Beginning Breastfeeding

When your bundle of joy arrives your whole life changes in an instant! And then it keeps changing, and the changes seem to never stop! Did you know that within the first two weeks of life, your baby’s stomach grows from the size of a cherry to the size of an egg? That is a huge difference in size in a very short amount of time! Needless to say, feeding needs will be changing dramatically those first few days, weeks, and months of life. Whenever I felt like I got the hang of my son’s schedule and his needs, he would change it all up on me again! I’ve compiled some basic, helpful facts about breastfeeding for all the sleep deprived mamas out there who are trying to get a handle on what their baby’s food needs are and how to meet them.
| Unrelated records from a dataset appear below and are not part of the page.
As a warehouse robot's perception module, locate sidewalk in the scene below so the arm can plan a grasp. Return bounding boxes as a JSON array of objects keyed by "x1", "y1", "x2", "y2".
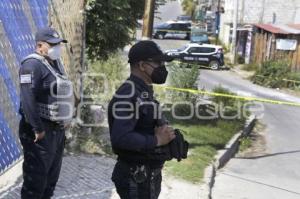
[
  {"x1": 0, "y1": 155, "x2": 118, "y2": 199},
  {"x1": 0, "y1": 154, "x2": 201, "y2": 199}
]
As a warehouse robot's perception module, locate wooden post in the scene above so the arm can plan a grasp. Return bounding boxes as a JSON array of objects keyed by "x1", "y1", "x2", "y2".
[{"x1": 142, "y1": 0, "x2": 155, "y2": 40}]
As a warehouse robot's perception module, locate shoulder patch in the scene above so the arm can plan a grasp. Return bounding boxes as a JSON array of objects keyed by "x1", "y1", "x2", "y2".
[{"x1": 20, "y1": 74, "x2": 32, "y2": 84}]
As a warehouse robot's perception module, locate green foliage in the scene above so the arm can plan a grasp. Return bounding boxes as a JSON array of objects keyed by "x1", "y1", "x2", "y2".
[
  {"x1": 211, "y1": 86, "x2": 249, "y2": 121},
  {"x1": 239, "y1": 137, "x2": 253, "y2": 152},
  {"x1": 211, "y1": 85, "x2": 236, "y2": 106},
  {"x1": 84, "y1": 54, "x2": 129, "y2": 102},
  {"x1": 237, "y1": 55, "x2": 245, "y2": 64},
  {"x1": 243, "y1": 63, "x2": 259, "y2": 71},
  {"x1": 181, "y1": 0, "x2": 197, "y2": 19},
  {"x1": 252, "y1": 60, "x2": 290, "y2": 88},
  {"x1": 168, "y1": 62, "x2": 200, "y2": 89},
  {"x1": 163, "y1": 62, "x2": 200, "y2": 116},
  {"x1": 86, "y1": 0, "x2": 145, "y2": 61},
  {"x1": 86, "y1": 0, "x2": 167, "y2": 61},
  {"x1": 164, "y1": 120, "x2": 243, "y2": 183}
]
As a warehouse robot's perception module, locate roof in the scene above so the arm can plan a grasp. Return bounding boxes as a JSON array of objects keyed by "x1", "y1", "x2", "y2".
[
  {"x1": 187, "y1": 43, "x2": 222, "y2": 48},
  {"x1": 254, "y1": 24, "x2": 300, "y2": 35}
]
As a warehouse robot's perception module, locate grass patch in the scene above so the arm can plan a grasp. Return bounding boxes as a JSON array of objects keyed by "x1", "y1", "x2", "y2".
[
  {"x1": 239, "y1": 137, "x2": 252, "y2": 152},
  {"x1": 165, "y1": 120, "x2": 243, "y2": 183}
]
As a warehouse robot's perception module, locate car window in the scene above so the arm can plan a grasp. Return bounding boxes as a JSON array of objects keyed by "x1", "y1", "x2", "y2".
[
  {"x1": 171, "y1": 23, "x2": 180, "y2": 30},
  {"x1": 188, "y1": 47, "x2": 215, "y2": 53},
  {"x1": 179, "y1": 24, "x2": 189, "y2": 30},
  {"x1": 177, "y1": 45, "x2": 188, "y2": 51},
  {"x1": 188, "y1": 47, "x2": 200, "y2": 53},
  {"x1": 155, "y1": 23, "x2": 170, "y2": 29},
  {"x1": 201, "y1": 48, "x2": 215, "y2": 53}
]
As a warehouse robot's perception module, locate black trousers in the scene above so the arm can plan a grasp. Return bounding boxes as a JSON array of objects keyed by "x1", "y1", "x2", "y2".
[
  {"x1": 112, "y1": 161, "x2": 162, "y2": 199},
  {"x1": 19, "y1": 118, "x2": 65, "y2": 199}
]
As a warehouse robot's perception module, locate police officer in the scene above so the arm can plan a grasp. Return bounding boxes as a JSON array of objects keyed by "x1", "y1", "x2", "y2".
[
  {"x1": 19, "y1": 27, "x2": 72, "y2": 199},
  {"x1": 108, "y1": 41, "x2": 175, "y2": 199}
]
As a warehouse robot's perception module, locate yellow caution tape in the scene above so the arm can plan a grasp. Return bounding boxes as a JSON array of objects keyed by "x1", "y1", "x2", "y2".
[{"x1": 155, "y1": 85, "x2": 300, "y2": 107}]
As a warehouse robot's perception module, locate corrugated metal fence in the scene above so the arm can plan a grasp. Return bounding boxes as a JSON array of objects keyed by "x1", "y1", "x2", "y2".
[{"x1": 0, "y1": 0, "x2": 84, "y2": 175}]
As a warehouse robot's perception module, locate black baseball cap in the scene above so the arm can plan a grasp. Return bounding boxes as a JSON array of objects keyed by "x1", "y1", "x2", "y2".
[
  {"x1": 35, "y1": 27, "x2": 68, "y2": 44},
  {"x1": 128, "y1": 40, "x2": 173, "y2": 64}
]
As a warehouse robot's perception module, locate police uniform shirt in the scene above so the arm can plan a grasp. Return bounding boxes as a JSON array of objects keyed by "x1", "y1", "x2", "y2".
[
  {"x1": 19, "y1": 53, "x2": 62, "y2": 132},
  {"x1": 108, "y1": 75, "x2": 161, "y2": 164}
]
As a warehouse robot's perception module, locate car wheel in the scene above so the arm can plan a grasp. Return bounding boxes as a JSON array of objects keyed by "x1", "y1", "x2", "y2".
[
  {"x1": 157, "y1": 33, "x2": 165, "y2": 39},
  {"x1": 209, "y1": 61, "x2": 220, "y2": 70},
  {"x1": 185, "y1": 33, "x2": 191, "y2": 40}
]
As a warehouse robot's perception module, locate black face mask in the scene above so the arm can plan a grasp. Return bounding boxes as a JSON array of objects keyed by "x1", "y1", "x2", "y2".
[{"x1": 148, "y1": 64, "x2": 168, "y2": 84}]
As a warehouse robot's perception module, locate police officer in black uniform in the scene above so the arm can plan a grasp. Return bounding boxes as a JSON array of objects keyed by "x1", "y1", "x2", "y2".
[
  {"x1": 19, "y1": 27, "x2": 72, "y2": 199},
  {"x1": 108, "y1": 41, "x2": 175, "y2": 199}
]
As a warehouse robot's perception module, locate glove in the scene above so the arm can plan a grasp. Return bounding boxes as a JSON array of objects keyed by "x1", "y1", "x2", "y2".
[
  {"x1": 149, "y1": 129, "x2": 189, "y2": 162},
  {"x1": 168, "y1": 129, "x2": 189, "y2": 162}
]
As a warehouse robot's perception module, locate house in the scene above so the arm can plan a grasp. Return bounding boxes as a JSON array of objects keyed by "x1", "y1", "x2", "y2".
[
  {"x1": 219, "y1": 0, "x2": 300, "y2": 46},
  {"x1": 249, "y1": 24, "x2": 300, "y2": 71}
]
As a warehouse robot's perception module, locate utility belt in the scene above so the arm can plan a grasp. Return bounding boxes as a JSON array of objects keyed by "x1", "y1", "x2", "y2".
[
  {"x1": 119, "y1": 160, "x2": 162, "y2": 183},
  {"x1": 38, "y1": 103, "x2": 71, "y2": 123},
  {"x1": 114, "y1": 129, "x2": 189, "y2": 164},
  {"x1": 22, "y1": 54, "x2": 74, "y2": 122}
]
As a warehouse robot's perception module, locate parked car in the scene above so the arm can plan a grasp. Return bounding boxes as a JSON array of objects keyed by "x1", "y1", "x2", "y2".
[
  {"x1": 153, "y1": 21, "x2": 191, "y2": 39},
  {"x1": 176, "y1": 15, "x2": 192, "y2": 22},
  {"x1": 190, "y1": 27, "x2": 210, "y2": 44},
  {"x1": 166, "y1": 43, "x2": 224, "y2": 70}
]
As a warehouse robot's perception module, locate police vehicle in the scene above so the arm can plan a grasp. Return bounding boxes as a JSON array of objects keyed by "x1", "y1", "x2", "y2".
[
  {"x1": 153, "y1": 21, "x2": 191, "y2": 39},
  {"x1": 166, "y1": 43, "x2": 224, "y2": 70}
]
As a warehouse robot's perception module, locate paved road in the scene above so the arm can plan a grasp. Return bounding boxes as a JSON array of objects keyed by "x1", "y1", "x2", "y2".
[
  {"x1": 200, "y1": 70, "x2": 300, "y2": 199},
  {"x1": 0, "y1": 155, "x2": 118, "y2": 199}
]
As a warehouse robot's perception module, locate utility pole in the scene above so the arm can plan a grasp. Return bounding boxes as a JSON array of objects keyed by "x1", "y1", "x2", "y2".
[
  {"x1": 142, "y1": 0, "x2": 155, "y2": 40},
  {"x1": 231, "y1": 0, "x2": 239, "y2": 64},
  {"x1": 216, "y1": 0, "x2": 221, "y2": 45}
]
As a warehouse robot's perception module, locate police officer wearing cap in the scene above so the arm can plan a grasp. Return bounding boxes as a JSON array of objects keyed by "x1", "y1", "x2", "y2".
[
  {"x1": 108, "y1": 41, "x2": 175, "y2": 199},
  {"x1": 19, "y1": 27, "x2": 73, "y2": 199}
]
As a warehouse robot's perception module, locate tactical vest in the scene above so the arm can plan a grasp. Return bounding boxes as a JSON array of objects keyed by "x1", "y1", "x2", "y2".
[{"x1": 22, "y1": 54, "x2": 74, "y2": 123}]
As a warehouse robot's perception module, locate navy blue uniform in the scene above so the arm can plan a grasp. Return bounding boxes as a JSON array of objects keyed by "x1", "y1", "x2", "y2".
[
  {"x1": 108, "y1": 75, "x2": 164, "y2": 199},
  {"x1": 19, "y1": 54, "x2": 65, "y2": 199}
]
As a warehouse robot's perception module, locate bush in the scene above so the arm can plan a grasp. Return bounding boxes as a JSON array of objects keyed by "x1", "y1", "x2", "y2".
[
  {"x1": 155, "y1": 62, "x2": 200, "y2": 119},
  {"x1": 237, "y1": 55, "x2": 245, "y2": 64},
  {"x1": 84, "y1": 54, "x2": 129, "y2": 102},
  {"x1": 243, "y1": 64, "x2": 259, "y2": 71},
  {"x1": 252, "y1": 60, "x2": 290, "y2": 88},
  {"x1": 211, "y1": 86, "x2": 249, "y2": 120}
]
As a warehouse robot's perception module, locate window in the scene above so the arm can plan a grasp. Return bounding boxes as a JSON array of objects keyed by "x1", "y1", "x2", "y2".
[
  {"x1": 188, "y1": 47, "x2": 200, "y2": 53},
  {"x1": 188, "y1": 47, "x2": 215, "y2": 53},
  {"x1": 200, "y1": 48, "x2": 215, "y2": 53}
]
The First Days of Breastfeeding

The first milk that your body produces is called colostrum and is a thick and yellow milk. It is often referred to as “liquid gold” because of it’s antioxidants. You can think of it like baby’s first super food! 🙂 It may seem like your baby isn’t getting much, but remember that their stomach is only the size of a cherry, so they don’t need that much the first few days.

Though they may not be getting much milk at  a time, they will certainly be nursing often. For the first few weeks, baby will breastfeed 8-12 times a day. This typically means every 2-3 hours  over a 24 hour time period. It is important to nurse when the baby is hungry and to let the baby finish before ending the breastfeeding session. Your body will produce the milk baby needs, it learns how to by following the cues of the frequency and length of feeding sessions that the baby is requiring.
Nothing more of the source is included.